3

Шум голосов в зале нарастал, достигая кулис. Так бывает с поднятой ветром зыбью: тем, кто прислушивается к этому звуку, он кажется гораздо громче, чем на самом деле. Оркестр выстроился в очередь в коридоре, ведущем к сцене. Люстры стали тускнеть, музыканты потянулись к своим местам. Поднялась веселая какофония настройки инструментов, заставившая публику притихнуть. Наконец на сцене появился пианист. Колетт крикнула «браво!», публика послушно захлопала. Дирижер встал за пюпитр и повернулся к Тома́, чтобы его поприветствовать, Тома́ привстал с табурета и ответил ему тем же.

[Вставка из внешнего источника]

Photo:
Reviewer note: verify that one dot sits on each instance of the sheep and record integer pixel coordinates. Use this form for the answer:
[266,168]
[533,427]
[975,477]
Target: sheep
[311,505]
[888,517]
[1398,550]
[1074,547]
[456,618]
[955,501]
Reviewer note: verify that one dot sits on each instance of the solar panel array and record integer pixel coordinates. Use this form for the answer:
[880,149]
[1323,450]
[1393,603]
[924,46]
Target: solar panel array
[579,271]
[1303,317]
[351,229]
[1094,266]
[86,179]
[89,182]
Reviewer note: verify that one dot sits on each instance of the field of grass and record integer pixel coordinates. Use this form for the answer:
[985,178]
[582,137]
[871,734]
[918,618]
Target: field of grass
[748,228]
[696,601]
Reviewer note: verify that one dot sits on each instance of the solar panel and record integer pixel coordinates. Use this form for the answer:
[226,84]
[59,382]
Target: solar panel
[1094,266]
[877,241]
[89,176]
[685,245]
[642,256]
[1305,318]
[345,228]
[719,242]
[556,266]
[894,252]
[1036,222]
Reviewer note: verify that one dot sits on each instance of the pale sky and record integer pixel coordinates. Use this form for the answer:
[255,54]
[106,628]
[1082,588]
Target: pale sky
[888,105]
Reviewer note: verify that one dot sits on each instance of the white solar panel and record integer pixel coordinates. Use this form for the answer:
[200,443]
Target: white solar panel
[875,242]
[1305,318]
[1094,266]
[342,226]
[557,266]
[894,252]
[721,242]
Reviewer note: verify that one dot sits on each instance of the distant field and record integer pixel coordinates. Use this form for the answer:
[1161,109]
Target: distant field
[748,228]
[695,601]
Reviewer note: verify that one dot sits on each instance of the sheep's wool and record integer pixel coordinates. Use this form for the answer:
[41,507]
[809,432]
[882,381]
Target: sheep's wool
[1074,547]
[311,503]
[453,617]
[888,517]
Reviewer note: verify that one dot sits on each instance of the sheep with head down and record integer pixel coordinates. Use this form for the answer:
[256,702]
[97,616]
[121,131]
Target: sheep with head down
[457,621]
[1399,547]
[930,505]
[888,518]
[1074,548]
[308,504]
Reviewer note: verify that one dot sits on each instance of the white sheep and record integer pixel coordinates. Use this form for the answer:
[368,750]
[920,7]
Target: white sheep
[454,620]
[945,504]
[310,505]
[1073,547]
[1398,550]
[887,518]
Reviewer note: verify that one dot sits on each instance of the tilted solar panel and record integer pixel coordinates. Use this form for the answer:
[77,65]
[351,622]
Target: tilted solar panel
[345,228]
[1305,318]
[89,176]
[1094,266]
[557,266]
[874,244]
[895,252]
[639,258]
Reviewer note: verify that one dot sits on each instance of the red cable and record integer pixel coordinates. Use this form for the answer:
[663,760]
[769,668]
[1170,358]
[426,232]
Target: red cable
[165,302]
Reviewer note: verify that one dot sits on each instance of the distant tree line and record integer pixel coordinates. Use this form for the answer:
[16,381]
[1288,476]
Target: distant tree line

Марсель занял свое рабочее место, и «Стейнвей» засиял, почти как небесное светило.

Дирижерская палочка взлетела в воздух, Тома́ набрал в легкие побольше воздуха, приподнял кисти и извлек из инструмента медленную восьмитактовую серию аккордов в подражание церковным колоколам, потом его пальцы обрушились на клавиши, извлекая поток восьмых долей. Вступили легким дуновением скрипки — зимние ветры, колеблющие степь. Тома́ зажмурился, он уже перенесся в далекую Россию, в другой мир, в другую эпоху, когда не существовало еще ничего, кроме романтического неистовства. Под бег его кистей к высоким октавам Колетт вскочила с кресла, чтобы проследить за его виртуозными пальцами, трепеща сердцем вместе с ними; Жанна потянула ее за полу и заставила снова сесть.

Играя на сцене, Тома́ испытывал ни с чем не сравнимый восторг. С ним разговаривали скрипки, к их беседе спешили присоединиться гобои. Рахманинов сочинил свой Второй концерт, когда проходил лечение гипнозом, и его партитура получилась повестью о духовном возрождении. В самом начале первой части композитор выходит из оцепенения, потом его посещают величественные воспоминания о пережитых мгновениях. Тома́ и Рахманинов сливались воедино, как будто рядом с пианистом за клавишами сидел призрак композитора, и четыре руки превращались в две…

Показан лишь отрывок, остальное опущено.